Deux petites protéines sécrétées par Puccinia triticina induisent une réduction de l’expression transitoire de l’enzyme ß-glucoronidase dans les isolignes du blé contenant les gènes Lr9, Lr24 et Lr26

Citation

Segovia, V., Bruce, M., Shoup Rupp, J.L., Huang, L., Bakkeren, G., Trick, H.N., Fellers, J.P. (2016). Two small secreted proteins from Puccinia triticina induce reduction of ß-glucoronidase transient expression in wheat isolines containing Lr9, Lr24 and Lr26. Canadian Journal of Plant Pathology, [online] 38(1), 91-102. http://dx.doi.org/10.1080/07060661.2016.1150884

Résumé en langage clair

On en sait peu sur l’interaction moléculaire entre le blé et la rouille brune (Puccinia triticina Eriks). Toutefois, nous commençons à avoir accès à des outils génomiques qui nous permettront de mieux comprendre les interactions entre l’hôte et l’agent pathogène. Au moment de l’infection, de nombreux agents pathogènes sécrètent dans leur hôte un grand nombre de petites protéines et des facteurs de virulence qui aident à supprimer les réactions de défense de la plante et incitent l’hôte à libérer des substances nutritives au profit du pathogène microbien pour sa propre survie et propagation. Des efforts considérables sont déployés pour comprendre la fonction précise de ce soi-disant sécrétome de divers agents pathogènes. Il est important de mentionner qu’on croit que certains facteurs de virulence sécrétés sont des effecteurs d’avirulence, c’est-à-dire que leur action ou leur interaction avec les protéines hôtes déclenche une réaction de défense et, par conséquent, empêche l’agent pathogène de poursuivre l’infection. Ces protéines hôtes sont souvent les produits de gènes de résistance et sont précieuses pour l’amélioration de la résistance des cultures. Par conséquent, les effecteurs d’agents pathogènes sécrétés peuvent être des outils précieux pour identifier les gènes de résistance aux fins d’amélioration et pour comprendre les moyens de défense des plantes cultivées. Dans le cadre de ce travail, 10 protéines effectrices prévues sécrétées par P. triticina ont été identifiées, et il a été démontré que deux d’entre elles sont exprimées pendant l’infection du blé. Trois de ces protéines effectrices sécrétées candidates (Pt3, Pt12 et Pt27) ont été utilisées dans une évaluation fonctionnelle, s’appuyant sur des expériences biolistiques, afin de déterminer si elles pourraient provoquer la mort de cellules hypersensibles, qui est un signe d’interactions avec les gènes de résistance à la rouille brune du blé. Il y a des éléments qui montrent que la protéine Pt3 peut interagir avec les gènes de résistance du blé Lr9 et Lr24, et que la protéine Pt27 peut interagir avec l’isoligne du gène de résistance Lr26 du blé.
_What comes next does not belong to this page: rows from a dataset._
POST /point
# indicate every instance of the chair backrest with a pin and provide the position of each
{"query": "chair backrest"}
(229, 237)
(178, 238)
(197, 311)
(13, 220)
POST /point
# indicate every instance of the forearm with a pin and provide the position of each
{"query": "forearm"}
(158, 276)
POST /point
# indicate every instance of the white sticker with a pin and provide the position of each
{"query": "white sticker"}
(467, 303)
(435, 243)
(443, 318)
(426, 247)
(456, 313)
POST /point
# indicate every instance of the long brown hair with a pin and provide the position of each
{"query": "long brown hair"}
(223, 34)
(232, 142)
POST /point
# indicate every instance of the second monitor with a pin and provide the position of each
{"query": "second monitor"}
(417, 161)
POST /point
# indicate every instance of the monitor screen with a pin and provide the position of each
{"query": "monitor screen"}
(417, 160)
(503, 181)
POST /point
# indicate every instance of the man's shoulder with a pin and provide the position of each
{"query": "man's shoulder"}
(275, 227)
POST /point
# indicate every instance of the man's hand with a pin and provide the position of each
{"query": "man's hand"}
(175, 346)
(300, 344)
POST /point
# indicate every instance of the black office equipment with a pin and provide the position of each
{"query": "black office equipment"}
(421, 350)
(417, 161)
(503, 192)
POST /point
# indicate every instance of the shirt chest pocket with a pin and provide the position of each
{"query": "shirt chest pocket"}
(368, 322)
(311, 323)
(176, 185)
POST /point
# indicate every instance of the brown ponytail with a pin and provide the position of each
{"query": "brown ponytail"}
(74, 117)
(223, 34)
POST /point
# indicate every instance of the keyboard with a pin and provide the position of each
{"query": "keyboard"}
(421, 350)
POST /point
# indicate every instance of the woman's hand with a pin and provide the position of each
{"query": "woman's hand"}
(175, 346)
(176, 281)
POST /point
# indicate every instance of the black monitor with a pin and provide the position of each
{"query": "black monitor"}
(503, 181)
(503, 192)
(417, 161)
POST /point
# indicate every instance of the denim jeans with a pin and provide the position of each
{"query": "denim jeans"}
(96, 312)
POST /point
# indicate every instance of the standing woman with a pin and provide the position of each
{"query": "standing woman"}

Ces résultats portent à croire que les protéines Pt3 et Pt27 peuvent avoir une fonction d’avirulence contre la rouille brune du blé chez les génotypes résistants et peuvent être utilisés pour rechercher les gènes de résistance correspondants.

Résumé

On en sait peu sur l’interaction moléculaire entre le blé et la rouille brune (Puccinia triticina Eriks). Toutefois, nous commençons à avoir accès à des outils génomiques qui nous permettront de mieux comprendre les interactions entre l’hôte et l’agent pathogène. Des efforts importants sont déployés en vue de comprendre les sécrétomes de divers agents pathogènes, car on croit que les peptides sécrétés sont les meilleurs candidats pour les effecteurs d’avirulence. Dans le cadre de ce travail, on a évalué une bibliothèque de l’ADN complémentaire de l’haustorium de P. triticina pour déterminer la présence de protéines contenant des signaux d’excrétion. Dix des protéines prévues ont été trouvées dans la bibliothèque, dont deux ont été exprimées en fractions d’haustorium. Trois des protéines sécrétées (Pt3, Pt12 et Pt27) ont été utilisées dans le cadre d’expériences biolistiques afin de déterminer si elles pourraient provoquer la mort de cellules hypersensibles, qui est souvent observée dans les interactions incompatibles entre la rouille et les gènes de résistance à la rouille brune du blé. Quand la protéine Pt3 a été bombardée avec un vecteur d’expression de l’enzyme ß-glucoronidase dans des isolignes de blé contenant les gènes de résistance Lr9 ou Lr24, on a observé une réduction importante.